Science is just a way of understanding things, and what makes it so gloriously beautiful, so eminently brilliant… so justly and wonderfully REAL is the simple fact that it accommodates for, and often actively seeks out, additional complexity or revisions of knowledge. If we discover, through science, another influence on how a brain thinks, such a discovery can equally reinforce or diminish the idea of intellectual technology that he spits so sourly on. Knowledge, through science most admirably but also through his precious ‘tacit’ understanding, can become more complex to incorporate such judgments.  Understandings have been, historically and most convincingly through science, turned from tacit to explicit knowledge.

Just because we don’t know everything about a particular thing, like a skilled expert’s decision making judgments, doesn’t mean we know nothing about them. It just means we may not have all the pieces of the puzzle yet.

But enough of that.

In other news, my bike is at the powdercoaters, being colored a brilliantly chipper metallic green, like sunshone grass or ferocious leaves on young trees. I’m excited. It’s a deep, two coat process of first a metallic green and then a clear… so it should look sufficiently ‘wet’ and deep to replicate the look of a nice paint job all while being harder, thicker, and more resilient than paint. It is costing a considerable amount and I can’t really afford it, so I feel bad about it… but not bad enough to quit loving and being excited for it.

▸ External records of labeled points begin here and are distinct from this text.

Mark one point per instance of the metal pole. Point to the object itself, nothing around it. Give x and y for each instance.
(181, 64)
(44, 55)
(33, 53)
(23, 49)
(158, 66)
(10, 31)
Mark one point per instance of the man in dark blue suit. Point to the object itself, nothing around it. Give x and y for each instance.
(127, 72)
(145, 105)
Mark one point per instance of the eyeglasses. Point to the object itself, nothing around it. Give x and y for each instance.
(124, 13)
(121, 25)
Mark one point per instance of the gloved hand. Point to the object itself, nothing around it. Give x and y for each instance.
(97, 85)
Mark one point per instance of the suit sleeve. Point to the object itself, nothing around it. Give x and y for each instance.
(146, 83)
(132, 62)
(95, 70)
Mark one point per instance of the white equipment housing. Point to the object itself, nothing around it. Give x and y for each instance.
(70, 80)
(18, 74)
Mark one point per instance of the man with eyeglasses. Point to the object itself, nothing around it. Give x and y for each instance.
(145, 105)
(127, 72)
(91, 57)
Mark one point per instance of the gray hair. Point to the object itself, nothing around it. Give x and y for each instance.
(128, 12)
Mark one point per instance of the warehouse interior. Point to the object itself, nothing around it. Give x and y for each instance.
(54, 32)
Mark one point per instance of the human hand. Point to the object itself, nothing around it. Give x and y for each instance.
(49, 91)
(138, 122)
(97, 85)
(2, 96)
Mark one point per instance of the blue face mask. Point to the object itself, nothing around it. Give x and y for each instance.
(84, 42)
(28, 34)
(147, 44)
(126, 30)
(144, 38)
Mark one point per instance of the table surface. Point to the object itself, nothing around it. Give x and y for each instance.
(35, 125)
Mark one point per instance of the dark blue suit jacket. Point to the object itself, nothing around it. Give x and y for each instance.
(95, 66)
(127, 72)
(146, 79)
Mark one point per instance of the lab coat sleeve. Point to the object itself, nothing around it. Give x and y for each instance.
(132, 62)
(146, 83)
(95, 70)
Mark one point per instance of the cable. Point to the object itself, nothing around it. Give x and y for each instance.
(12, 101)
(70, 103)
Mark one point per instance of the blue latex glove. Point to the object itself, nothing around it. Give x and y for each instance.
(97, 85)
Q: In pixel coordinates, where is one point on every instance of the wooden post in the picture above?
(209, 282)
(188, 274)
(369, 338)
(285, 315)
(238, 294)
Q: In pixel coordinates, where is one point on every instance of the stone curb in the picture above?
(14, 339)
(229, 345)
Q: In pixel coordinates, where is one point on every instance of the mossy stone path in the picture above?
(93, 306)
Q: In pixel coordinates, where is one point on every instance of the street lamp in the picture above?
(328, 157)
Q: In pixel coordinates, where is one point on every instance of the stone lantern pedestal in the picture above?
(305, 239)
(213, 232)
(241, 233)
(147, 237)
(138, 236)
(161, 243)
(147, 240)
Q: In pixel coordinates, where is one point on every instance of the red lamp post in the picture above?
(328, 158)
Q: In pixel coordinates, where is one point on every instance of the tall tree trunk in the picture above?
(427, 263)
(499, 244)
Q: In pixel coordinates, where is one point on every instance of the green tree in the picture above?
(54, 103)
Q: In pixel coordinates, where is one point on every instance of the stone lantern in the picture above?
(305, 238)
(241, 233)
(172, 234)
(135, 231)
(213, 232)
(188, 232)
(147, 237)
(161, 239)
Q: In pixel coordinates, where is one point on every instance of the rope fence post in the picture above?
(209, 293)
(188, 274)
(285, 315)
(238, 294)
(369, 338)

This green is the kind of green you see in the eyes of a girl who puts emeralds to shame with her gaze. It’s a bright, lively green that eminates from the freshest and most lush of nature’s bounties. It’s sexy in the way fingertips tracing lines across flesh are sexy. It beckons. I have always loved green, in a strange, mysterious way. Darker than mint but more brilliant and jazzy than grass. It’s called sparkling apple green. It’s a warm green. Very yellow, similar to a snake but deeper. I am so excited.

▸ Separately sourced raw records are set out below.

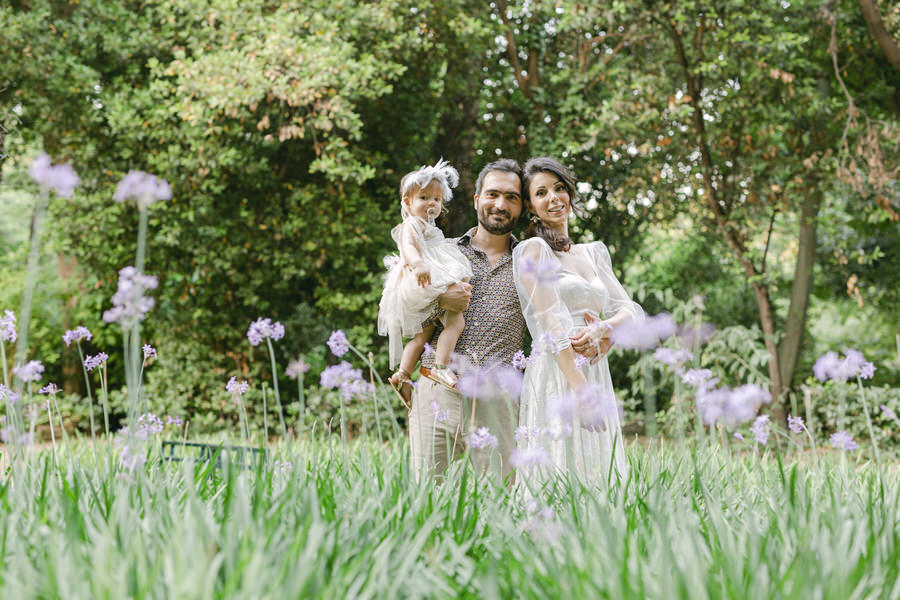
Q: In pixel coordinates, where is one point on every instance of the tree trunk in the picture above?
(879, 33)
(795, 325)
(767, 320)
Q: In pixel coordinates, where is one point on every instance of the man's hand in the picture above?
(456, 298)
(423, 274)
(584, 345)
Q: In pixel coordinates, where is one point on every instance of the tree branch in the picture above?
(879, 33)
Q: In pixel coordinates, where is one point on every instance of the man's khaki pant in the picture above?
(440, 436)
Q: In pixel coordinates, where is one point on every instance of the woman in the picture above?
(568, 416)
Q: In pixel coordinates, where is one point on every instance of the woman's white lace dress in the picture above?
(555, 302)
(404, 304)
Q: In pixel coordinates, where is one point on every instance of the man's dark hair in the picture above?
(502, 164)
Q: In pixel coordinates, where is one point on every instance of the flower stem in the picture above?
(862, 395)
(275, 384)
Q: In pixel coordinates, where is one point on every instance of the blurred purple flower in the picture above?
(236, 388)
(338, 343)
(542, 272)
(490, 382)
(596, 408)
(76, 335)
(730, 407)
(8, 326)
(356, 388)
(332, 377)
(50, 388)
(261, 329)
(693, 336)
(760, 429)
(673, 357)
(831, 366)
(30, 371)
(519, 360)
(843, 441)
(130, 306)
(296, 368)
(8, 395)
(533, 456)
(525, 433)
(59, 178)
(92, 362)
(699, 378)
(867, 370)
(143, 187)
(646, 334)
(149, 424)
(795, 424)
(482, 438)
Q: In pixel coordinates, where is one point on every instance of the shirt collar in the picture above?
(466, 239)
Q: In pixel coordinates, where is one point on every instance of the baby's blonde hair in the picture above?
(441, 171)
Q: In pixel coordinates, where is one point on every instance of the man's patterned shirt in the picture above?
(495, 326)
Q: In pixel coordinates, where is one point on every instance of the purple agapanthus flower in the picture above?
(8, 395)
(490, 382)
(77, 334)
(296, 368)
(795, 424)
(831, 366)
(481, 439)
(332, 377)
(50, 388)
(699, 378)
(533, 456)
(541, 272)
(673, 357)
(843, 441)
(338, 343)
(92, 362)
(236, 388)
(8, 326)
(30, 371)
(62, 179)
(644, 334)
(261, 329)
(149, 424)
(143, 187)
(130, 305)
(760, 429)
(519, 360)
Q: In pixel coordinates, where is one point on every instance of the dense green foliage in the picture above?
(688, 523)
(705, 136)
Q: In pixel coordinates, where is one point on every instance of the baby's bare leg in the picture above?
(454, 323)
(413, 349)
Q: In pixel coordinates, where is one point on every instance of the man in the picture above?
(441, 420)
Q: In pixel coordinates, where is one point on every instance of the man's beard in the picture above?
(495, 228)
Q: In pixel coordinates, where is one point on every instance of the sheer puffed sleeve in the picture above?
(536, 273)
(618, 300)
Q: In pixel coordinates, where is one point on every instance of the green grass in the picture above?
(689, 523)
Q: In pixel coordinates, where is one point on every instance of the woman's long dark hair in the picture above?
(544, 164)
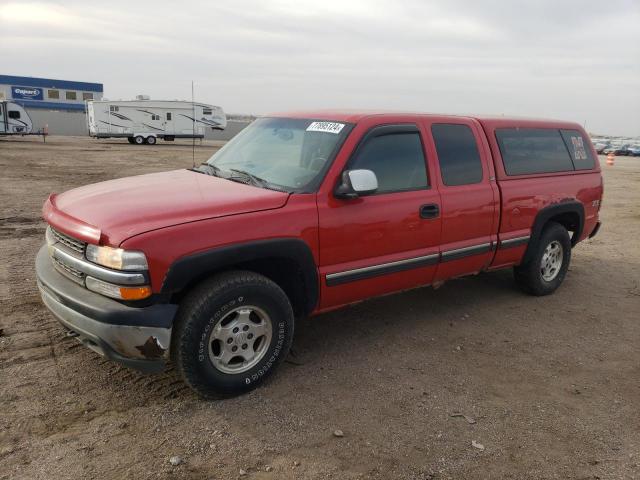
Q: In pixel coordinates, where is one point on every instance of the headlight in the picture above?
(116, 258)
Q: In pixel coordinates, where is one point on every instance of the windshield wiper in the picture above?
(257, 181)
(208, 169)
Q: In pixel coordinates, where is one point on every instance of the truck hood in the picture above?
(110, 212)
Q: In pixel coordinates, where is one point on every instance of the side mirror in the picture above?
(355, 183)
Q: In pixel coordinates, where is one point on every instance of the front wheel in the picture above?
(231, 332)
(548, 266)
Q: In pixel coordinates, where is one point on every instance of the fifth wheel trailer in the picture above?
(144, 121)
(14, 120)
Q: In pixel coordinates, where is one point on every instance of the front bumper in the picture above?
(136, 337)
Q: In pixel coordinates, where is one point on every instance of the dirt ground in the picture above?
(553, 383)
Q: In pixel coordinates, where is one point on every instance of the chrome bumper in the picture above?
(136, 337)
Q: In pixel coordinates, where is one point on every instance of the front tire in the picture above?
(231, 332)
(545, 271)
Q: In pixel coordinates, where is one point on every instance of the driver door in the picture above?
(385, 241)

Because I’m broke I’ll have to simply clean my parts and rebuild it with my existing black components. The current groupo splashes with gold cranks and white rims, while the black post stem saddle and wheel hardware plays a shadow act to the silver pedals and bars. I may enrelish the steed with some doublestraps for the pedals, and rewrap the bars with some black or brown tape I have lying around… but the real lovely changes I want to make will have to wait. For the sake of  cohesion, I have the option of switching to black bars and pedals(well, mostly black pedals anyways) with a gold brake… but part of what I love about my kilo is that it looks so sexy as a subtle, new-techy track bike.

I do want to reequip the frame with a slew of new parts. If I had the money I would give it a full boutique offering.

Namely, a King or campy headset, silver Thomson components, Phil hubs, an Arione saddle, and some nicer rims, likely mavics. All of that is far too expensive though for now. I can’t help but think the bike would really pop with all silver components including polished rims and bars, accompanied by white phil hubs, white grips, and a white saddle. I’m kind of done with the black bike parts thing.

Speaking of bikes, here’s photos from a trip to Alki today. I had a great time with these three chaps.

I’ll leave you with a quote that just oozes attitude. It’s something I find myself echoing at least in spirit often lately…

“Yeah, that sounds like a whole thing. I’m not into it.” – Dennis, Always Sunny.